La visite sur le terrain, orchestrée par la FDSEA et les JA ce mardi 16 juillet, revêt donc une grande importance pour témoigner des réalités vécues et transmettre ce message aux élus, représentants de l’État et OPA (Voir encadré).
M.M
Une tournée des exploitations pour constater les dégâts suite aux intempéries des 11 et 12 juillet
La tournée a débuté à la cave de Vogüé, avant de remonter la vallée du Rhône, pour se conclure sur les exploitations les plus touchées du nord du département.
La tournée a débuté à la cave de Vogüé, avant de remonter la vallée du Rhône sur l’exploitation de Joséphine Martin sur les terres des "Vergers de mon Papé" pour se conclure sur les exploitations les plus touchées du nord du département. La FDSEA et les JA 07 ont organisé une visite de terrain ce mardi 16 juillet, sous la coordination de la chambre d’agriculture. Les syndicats ont invité les représentants de l’État et les élus locaux. Étaient présents : Isabelle Arrighi, secrétaire générale de la préfecture, accompagnée de Marc Coutel, sous-préfet de Largentière, et de Jean-Pierre Graule, directeur de la DDT. Parmi les élus, Fabrice Brun, Hervé Saulignac et Vincent Trebuchet ont apporté leur soutien dans leurs circonscriptions respectives.

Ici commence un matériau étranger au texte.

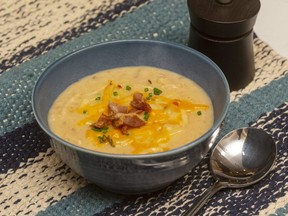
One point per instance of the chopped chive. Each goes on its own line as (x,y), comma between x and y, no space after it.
(157,91)
(146,116)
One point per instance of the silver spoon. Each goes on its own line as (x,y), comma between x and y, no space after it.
(241,158)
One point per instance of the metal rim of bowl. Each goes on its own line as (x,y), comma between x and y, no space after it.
(179,149)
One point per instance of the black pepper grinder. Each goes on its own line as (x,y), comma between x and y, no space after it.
(223,30)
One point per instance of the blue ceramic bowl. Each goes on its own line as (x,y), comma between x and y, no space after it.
(132,174)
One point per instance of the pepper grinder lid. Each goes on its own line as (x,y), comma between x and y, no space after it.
(223,18)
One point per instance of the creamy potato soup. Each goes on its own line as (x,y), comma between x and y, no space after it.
(131,110)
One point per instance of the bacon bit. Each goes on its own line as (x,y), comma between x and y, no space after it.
(122,118)
(114,108)
(103,122)
(140,103)
(176,103)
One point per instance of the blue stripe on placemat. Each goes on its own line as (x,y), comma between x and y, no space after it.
(51,43)
(22,144)
(142,24)
(240,114)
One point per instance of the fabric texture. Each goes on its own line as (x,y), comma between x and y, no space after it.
(34,180)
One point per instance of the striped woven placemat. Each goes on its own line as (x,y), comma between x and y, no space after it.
(35,181)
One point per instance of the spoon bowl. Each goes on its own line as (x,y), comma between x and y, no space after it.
(241,158)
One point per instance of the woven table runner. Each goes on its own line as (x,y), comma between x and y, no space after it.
(34,180)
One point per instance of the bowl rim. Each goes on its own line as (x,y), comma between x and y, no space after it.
(173,151)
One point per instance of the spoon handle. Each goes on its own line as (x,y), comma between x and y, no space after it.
(200,202)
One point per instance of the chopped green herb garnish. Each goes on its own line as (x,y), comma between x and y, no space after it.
(157,91)
(146,116)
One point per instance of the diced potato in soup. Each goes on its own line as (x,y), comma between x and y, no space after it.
(132,110)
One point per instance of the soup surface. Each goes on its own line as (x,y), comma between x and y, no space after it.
(131,110)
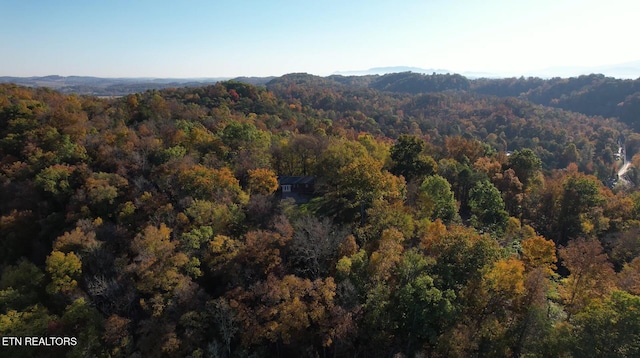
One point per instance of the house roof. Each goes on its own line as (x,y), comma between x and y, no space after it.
(290,180)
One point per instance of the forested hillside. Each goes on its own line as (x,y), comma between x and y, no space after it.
(445,221)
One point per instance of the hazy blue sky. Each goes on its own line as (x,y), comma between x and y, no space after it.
(194,38)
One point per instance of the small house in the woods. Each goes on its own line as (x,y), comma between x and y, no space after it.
(301,189)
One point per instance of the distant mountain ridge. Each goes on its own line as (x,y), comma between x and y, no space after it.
(391,69)
(99,86)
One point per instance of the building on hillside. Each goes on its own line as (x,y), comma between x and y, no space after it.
(301,189)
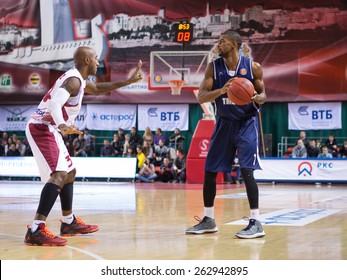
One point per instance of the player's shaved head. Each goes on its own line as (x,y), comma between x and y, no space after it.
(233,36)
(81,53)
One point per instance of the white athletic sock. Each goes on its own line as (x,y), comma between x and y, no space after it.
(68,219)
(209,212)
(255,214)
(35,225)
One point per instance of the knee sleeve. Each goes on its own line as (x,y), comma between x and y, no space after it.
(251,187)
(66,197)
(48,197)
(209,190)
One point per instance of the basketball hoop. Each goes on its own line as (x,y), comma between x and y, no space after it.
(176,86)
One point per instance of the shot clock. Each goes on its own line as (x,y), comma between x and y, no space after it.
(183,32)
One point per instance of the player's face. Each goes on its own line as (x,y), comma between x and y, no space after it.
(225,45)
(94,63)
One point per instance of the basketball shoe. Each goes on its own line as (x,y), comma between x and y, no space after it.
(253,230)
(206,225)
(43,237)
(77,227)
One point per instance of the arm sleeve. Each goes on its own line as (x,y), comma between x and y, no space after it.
(58,99)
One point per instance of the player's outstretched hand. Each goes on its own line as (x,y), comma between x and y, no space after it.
(65,130)
(137,75)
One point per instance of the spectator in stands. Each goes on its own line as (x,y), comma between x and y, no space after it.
(312,150)
(79,144)
(325,153)
(159,136)
(130,152)
(126,144)
(148,136)
(2,150)
(90,142)
(160,153)
(146,173)
(13,151)
(121,135)
(164,173)
(176,139)
(319,144)
(8,144)
(179,167)
(304,138)
(14,137)
(117,145)
(135,138)
(343,151)
(299,151)
(107,150)
(70,147)
(331,143)
(28,151)
(140,157)
(148,151)
(4,139)
(21,147)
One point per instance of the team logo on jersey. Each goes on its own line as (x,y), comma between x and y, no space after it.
(243,71)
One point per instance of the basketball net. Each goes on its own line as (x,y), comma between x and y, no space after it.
(176,86)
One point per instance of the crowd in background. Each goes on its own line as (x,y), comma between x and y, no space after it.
(311,148)
(159,158)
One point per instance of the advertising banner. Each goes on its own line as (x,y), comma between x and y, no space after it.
(15,118)
(39,37)
(302,170)
(167,117)
(111,117)
(314,116)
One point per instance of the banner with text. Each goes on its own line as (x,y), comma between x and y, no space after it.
(314,116)
(111,117)
(15,118)
(167,117)
(302,170)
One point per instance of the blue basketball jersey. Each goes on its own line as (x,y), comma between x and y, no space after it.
(225,108)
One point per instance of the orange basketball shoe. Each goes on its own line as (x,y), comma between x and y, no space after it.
(77,227)
(43,237)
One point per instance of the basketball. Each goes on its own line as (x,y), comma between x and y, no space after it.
(240,91)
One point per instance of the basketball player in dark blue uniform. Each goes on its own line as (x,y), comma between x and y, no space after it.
(236,129)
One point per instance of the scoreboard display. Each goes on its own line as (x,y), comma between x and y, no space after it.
(183,32)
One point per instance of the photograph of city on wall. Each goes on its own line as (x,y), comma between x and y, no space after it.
(296,43)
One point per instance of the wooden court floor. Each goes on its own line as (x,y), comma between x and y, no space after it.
(141,221)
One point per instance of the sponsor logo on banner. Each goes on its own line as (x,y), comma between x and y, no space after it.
(167,117)
(111,117)
(291,217)
(314,116)
(6,83)
(304,169)
(204,144)
(15,117)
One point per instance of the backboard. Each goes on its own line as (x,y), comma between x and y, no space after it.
(189,66)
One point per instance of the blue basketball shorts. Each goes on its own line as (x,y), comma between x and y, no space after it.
(229,137)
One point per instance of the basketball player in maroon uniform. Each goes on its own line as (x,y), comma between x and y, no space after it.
(53,118)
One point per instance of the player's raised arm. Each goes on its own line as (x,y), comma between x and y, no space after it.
(205,92)
(258,83)
(105,87)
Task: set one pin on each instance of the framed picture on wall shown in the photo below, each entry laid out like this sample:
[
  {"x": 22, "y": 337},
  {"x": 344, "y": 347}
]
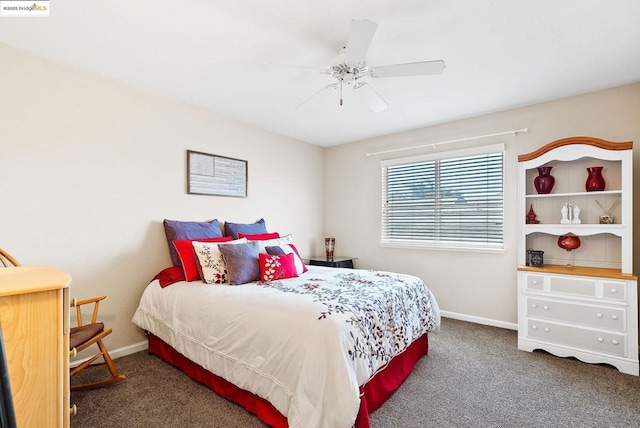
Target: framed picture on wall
[{"x": 209, "y": 174}]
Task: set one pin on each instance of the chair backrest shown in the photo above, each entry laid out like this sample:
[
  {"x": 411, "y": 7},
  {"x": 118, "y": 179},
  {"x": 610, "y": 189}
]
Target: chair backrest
[{"x": 7, "y": 260}]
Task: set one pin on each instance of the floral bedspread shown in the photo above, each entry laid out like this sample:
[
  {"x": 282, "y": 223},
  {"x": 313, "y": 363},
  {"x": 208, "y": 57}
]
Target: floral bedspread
[
  {"x": 305, "y": 344},
  {"x": 387, "y": 311}
]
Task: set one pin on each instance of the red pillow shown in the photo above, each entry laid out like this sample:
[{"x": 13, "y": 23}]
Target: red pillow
[
  {"x": 273, "y": 268},
  {"x": 169, "y": 275},
  {"x": 259, "y": 236},
  {"x": 188, "y": 257}
]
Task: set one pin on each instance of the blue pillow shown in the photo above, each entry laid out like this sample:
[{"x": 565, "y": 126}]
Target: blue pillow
[
  {"x": 232, "y": 229},
  {"x": 175, "y": 229},
  {"x": 242, "y": 260}
]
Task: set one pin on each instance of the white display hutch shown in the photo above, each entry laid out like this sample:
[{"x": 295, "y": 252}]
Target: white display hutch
[{"x": 581, "y": 303}]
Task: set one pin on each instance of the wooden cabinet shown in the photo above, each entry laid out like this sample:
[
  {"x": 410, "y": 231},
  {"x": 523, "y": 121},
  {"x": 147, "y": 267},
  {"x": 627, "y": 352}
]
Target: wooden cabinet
[
  {"x": 34, "y": 317},
  {"x": 584, "y": 302}
]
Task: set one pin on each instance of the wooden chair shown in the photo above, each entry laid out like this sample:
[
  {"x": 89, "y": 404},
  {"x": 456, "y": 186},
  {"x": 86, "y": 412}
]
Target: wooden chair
[
  {"x": 6, "y": 259},
  {"x": 85, "y": 335}
]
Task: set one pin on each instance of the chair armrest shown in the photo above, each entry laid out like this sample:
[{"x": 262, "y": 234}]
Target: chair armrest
[{"x": 79, "y": 303}]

Lors de la visite en Sud Ardèche, dans une région viticole sévèrement touchée par la grêle et les orages, Christel Cesana, présidente de la FDSEA, a souligné que « cette perte impactera non seulement la récolte de 2024, mais aussi celle de 2025 et sa qualité ». Les viticulteurs du secteur sont unanimes : la priorité est de sauver les vignes restantes plutôt que de perdre du temps à remplir des dossiers administratifs suite aux intempéries. Une demande d’exonération de taxe foncière des propriétés non bâties (TFNB) a été demandée, ainsi que des mesures d’urgence immédiate.
Les OPA présentes, comme Groupama, la MSA et le Crédit Agricole, ont offert leur aide. La MSA a sollicité une aide supplémentaire et la simplification des démarches, en proposant également un échelonnement des cotisations pour l’année prochaine. Le Crédit Agricole, de son côté, envisage de mettre en place des prêts à court terme.
La simplification promise, sommée d'être efficace
Un peu plus haut, dans la vallée du Rhône, sur des vergers de kiwis et d’abricotiers jouxtant le fleuve, la visite s'est poursuivie sur l'exploitation "Les Vergers de mon Papé" de Joséphine Martin, également touchée par la grêle.
Bien que son canon paragrêle se soit déclenché, il était déjà trop tard ce vendredi de juillet : le nuage surplombait déjà ses vergers. Cette fois-ci, la totalité de l’exploitation et de ses 25 hectares a été touchée. « L’agriculture n’est pas rentable sans les aides de l’État. Nous ne pouvons pas récolter le fruit de notre travail », témoigne Joséphine Martin, installée depuis quatre ans, devant l'assemblée. « Nous allons encore passer du temps derrière un bureau, alors que nous avons besoin de technicité et de compétences dans les vergers pour mener à bien notre production », renchérit-elle. « Les représentants de l'Etat sont là pour faire remonter les informations », rappelle de son côté, la secrétaire générale de la préfecture, Isabelle Arrighi. Elle insiste également sur la nécessité de déclarer tout sinistre sur la plateforme "mes démarches simplifiées", « même si les dégâts, sont sur une parcelle ou deux, assuré ou non ».